A single fully-dedicated human laborer (10# Max. Load) completes $1 in excavation construction cost per day, or $5/month if working from a Faction’s Families for labor.
| Material Type | Cost per Cubic Foot |
|---|---|
| Soil & loose rock | $0.05 |
| Stone | $0.10 |
Structural HP
Structural Hit Points (SHP) is a measure of fortification troop capacity (how many soldiers you can fit inside a Location) combined with durability (how resilient it is to assault). Every Location can have an SHP score. 1 SHP is approximately 1 ton of material.
Structures cost approximately $100 per SHP for mixed wood & stone construction. Pure wood is cheaper but more vulnerable. Especially nice materials are double cost.

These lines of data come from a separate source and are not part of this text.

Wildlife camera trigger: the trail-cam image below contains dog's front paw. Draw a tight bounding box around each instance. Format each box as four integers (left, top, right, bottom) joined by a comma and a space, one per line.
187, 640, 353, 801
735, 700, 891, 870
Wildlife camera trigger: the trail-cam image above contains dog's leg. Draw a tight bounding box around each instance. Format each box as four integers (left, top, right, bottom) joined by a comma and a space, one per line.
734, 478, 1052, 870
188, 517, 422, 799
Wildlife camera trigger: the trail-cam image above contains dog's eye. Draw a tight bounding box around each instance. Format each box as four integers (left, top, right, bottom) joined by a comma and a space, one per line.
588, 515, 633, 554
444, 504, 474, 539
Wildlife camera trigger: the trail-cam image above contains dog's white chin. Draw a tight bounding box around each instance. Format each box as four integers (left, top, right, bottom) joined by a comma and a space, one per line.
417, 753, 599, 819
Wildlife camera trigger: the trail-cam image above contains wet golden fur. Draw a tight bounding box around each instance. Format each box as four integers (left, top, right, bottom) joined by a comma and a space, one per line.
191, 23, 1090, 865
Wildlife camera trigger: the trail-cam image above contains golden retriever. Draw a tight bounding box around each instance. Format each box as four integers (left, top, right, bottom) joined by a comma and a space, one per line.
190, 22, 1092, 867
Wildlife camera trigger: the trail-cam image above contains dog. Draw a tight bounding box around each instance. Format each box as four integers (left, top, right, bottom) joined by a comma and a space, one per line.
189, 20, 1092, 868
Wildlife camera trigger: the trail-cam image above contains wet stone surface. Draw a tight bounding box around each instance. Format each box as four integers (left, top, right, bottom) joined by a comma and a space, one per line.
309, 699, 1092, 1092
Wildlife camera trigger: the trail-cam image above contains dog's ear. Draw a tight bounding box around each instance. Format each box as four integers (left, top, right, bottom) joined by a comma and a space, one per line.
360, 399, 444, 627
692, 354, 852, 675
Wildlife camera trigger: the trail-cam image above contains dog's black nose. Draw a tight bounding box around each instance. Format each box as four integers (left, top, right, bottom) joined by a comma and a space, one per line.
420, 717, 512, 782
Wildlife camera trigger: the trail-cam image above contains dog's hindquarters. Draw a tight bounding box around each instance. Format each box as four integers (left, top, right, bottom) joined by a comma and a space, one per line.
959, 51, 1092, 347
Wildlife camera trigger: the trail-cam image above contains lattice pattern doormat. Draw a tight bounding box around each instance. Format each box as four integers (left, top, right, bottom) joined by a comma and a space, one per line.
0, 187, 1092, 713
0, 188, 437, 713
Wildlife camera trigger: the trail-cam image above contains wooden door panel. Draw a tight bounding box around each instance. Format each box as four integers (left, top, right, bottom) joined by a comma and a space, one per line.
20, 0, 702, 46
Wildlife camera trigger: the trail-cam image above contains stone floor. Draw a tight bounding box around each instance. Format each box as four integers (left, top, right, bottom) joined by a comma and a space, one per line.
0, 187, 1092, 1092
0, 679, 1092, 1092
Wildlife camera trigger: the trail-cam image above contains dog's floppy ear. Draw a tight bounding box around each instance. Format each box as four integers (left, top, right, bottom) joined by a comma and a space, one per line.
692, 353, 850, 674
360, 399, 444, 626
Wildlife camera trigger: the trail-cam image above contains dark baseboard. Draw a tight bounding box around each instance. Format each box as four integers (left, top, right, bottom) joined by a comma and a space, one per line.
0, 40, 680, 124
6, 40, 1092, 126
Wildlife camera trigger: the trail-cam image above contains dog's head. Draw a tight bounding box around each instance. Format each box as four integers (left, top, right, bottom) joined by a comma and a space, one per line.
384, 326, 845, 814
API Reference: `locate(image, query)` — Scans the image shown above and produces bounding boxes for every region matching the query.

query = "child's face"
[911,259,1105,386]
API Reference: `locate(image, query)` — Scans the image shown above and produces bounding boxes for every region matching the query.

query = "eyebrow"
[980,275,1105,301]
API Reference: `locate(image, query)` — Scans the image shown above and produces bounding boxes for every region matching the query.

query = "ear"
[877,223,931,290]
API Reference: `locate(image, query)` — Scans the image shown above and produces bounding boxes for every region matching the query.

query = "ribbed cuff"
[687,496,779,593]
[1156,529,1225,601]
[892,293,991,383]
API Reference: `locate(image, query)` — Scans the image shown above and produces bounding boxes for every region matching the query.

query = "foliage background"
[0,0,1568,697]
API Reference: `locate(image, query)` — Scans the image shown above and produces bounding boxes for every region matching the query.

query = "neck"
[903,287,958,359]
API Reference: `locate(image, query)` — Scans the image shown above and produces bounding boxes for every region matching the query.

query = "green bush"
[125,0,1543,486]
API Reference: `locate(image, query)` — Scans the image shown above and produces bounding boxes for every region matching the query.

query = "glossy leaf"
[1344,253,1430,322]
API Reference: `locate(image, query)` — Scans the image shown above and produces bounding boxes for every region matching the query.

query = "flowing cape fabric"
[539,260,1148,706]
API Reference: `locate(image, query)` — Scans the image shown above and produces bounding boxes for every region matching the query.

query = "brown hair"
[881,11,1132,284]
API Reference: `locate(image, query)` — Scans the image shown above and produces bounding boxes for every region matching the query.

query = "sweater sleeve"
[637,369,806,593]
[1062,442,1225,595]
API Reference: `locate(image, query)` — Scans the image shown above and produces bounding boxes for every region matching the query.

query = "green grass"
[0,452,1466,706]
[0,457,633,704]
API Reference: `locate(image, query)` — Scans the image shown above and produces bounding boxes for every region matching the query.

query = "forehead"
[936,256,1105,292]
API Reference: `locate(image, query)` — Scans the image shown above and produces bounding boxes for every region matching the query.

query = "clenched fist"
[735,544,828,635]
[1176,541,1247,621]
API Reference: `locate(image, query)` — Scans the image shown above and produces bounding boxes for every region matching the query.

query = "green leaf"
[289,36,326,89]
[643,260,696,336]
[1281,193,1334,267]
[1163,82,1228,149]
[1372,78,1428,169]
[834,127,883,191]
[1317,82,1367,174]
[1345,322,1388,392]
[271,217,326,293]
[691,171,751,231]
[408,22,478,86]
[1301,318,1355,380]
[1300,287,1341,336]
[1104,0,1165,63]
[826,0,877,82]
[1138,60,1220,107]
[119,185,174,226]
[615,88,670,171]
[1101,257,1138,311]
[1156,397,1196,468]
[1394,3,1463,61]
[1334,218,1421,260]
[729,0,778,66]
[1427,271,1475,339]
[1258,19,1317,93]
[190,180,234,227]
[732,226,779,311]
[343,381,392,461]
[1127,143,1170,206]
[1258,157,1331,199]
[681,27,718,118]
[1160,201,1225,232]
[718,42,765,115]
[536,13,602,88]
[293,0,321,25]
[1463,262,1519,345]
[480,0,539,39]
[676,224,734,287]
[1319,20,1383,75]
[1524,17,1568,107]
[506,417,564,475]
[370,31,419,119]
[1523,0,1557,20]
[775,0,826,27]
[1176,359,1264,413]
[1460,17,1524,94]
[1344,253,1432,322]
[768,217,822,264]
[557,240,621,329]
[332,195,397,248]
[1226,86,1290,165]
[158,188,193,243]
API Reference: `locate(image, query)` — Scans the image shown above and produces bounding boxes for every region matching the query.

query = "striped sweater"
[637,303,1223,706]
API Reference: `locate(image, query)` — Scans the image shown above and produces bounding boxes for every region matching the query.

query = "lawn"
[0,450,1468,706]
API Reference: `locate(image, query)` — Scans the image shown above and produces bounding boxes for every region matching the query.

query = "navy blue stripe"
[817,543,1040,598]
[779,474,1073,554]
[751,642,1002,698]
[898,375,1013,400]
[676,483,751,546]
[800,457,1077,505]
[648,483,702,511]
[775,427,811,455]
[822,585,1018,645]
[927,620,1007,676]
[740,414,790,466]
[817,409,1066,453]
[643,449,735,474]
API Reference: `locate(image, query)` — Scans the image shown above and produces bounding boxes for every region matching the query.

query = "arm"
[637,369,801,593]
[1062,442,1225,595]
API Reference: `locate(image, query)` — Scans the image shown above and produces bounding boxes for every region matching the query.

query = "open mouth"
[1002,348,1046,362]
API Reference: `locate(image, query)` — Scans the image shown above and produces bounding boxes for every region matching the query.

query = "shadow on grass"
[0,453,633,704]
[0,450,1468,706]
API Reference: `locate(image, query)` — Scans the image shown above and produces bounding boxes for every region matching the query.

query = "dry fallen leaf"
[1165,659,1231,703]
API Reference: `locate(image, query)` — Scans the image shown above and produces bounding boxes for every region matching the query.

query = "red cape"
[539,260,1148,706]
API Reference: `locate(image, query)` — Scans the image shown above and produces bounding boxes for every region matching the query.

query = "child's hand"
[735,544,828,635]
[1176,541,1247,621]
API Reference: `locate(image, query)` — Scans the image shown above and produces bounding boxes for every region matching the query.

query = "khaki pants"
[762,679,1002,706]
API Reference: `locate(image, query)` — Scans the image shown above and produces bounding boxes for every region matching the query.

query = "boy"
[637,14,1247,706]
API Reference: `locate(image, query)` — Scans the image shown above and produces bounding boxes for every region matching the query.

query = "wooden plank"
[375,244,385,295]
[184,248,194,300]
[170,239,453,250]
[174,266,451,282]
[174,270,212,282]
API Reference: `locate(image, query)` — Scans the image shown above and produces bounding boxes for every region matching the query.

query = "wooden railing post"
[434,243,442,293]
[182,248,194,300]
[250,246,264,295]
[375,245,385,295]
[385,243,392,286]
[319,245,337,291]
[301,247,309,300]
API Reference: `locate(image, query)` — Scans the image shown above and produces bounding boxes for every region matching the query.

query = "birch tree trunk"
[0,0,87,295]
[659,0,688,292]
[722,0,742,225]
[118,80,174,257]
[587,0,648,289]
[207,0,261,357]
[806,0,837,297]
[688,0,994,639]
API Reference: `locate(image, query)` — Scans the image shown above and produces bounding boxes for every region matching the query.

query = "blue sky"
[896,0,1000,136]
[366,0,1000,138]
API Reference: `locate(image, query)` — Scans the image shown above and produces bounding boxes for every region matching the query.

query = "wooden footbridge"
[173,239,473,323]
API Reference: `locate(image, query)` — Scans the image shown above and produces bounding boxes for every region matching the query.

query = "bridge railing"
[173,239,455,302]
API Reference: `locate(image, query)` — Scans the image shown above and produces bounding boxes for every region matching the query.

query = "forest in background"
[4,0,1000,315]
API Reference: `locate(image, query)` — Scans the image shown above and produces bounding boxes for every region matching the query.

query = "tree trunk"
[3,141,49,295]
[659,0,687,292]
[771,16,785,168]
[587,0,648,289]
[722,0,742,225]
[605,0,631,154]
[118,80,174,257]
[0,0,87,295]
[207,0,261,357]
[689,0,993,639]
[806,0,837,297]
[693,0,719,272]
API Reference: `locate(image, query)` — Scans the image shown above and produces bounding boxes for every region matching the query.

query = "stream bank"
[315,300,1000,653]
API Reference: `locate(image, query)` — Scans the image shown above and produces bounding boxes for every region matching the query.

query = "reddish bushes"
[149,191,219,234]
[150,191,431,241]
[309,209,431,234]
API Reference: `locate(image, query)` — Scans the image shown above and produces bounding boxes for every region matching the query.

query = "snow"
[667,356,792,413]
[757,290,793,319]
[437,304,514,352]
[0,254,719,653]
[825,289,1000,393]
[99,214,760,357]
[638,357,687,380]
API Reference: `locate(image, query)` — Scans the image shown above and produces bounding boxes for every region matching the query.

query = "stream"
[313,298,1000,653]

| Material | Cost per SHP | Capacity per SHP | Notes |
|---|---|---|---|
| Wood | $100 | 1 | Can be burned. |
| Mixed | $100 | ⅔ | Typical for Glassian construction. |
| Stone | $100 | ½ | Doesn’t burn easily. |
Structural Hardness
Structures divide all Damage delivered via weapons of inferior hardness by 10, rounded down. Hardness in ascending order is as follows:
- Wood & bone & copper
- Stone & keratin & bronze
- Iron & steel
- Gemstones
Siege machines count as the toughest material used in their weapons’ construction.
Structural Unit Capacity
Structures are assumed to be able to operationally hold 1 soldier per 1 SHP. This is not accurate for small volume-focused civilian buildings (i.e. warehouses, which could manage up to 10 soldiers per SHP) or for heavily-fortified defensive structures (i.e. walls, sanctums) but is approximately correct for castles & Settlement fortifications taken as a whole.
Structures
| Item | Material | Occupancy | SHP | Value |
|---|---|---|---|---|
| Hut, poor commons’ | Wood | 5 | 5 | $500 |
| Cottage, craftsman’s | Mixed | 10 | 15 | $1,600 |
| Painted temple, Jester’s (30’ × 20’) | Wood | 50 | 50 | $5,000 |
| Townhouse w/ courtyard | Stone | 50 | 100 | $10,000 |
| Country manor, Magistrate’s | Stone | 150 | 300 | $30,000 |
| Country manor, Imperial luxury | Stone | 10,000 | 20,000 | $4,000,000 |
| Beacon tower, wooden | Wood | 16 | 16 | $1,600 |
| Palisade, wood (100’ long × 10’ tall, 1 row) | Wood | 100 | 15 | $1,500 |
| Tower, fortified square (20’ × 40’) | Stone | 100 | 1,000 | $100,000 |
| Castle, small | Stone | 7,500 | 15,000 | $1,500,000 |
| Castle, fortified | Stone | 15,000 | 30,000 | $3,000,000 |
Glass doesn’t build watchtowers, as harpy scouts essentially supercede any information advantage even when scarce in numbers. Glass does build fortresses, and in increasing volume.
Roads
| Item | Value |
|---|---|
| Road, gravel & dirt (1mi) | $1,000 |
| Paved road (1mi) | $5,000 |
Road cost is based on ground travel speed, not on actual distance. A mountain that takes four times as long to cross than usual is four times more expensive to build a road through.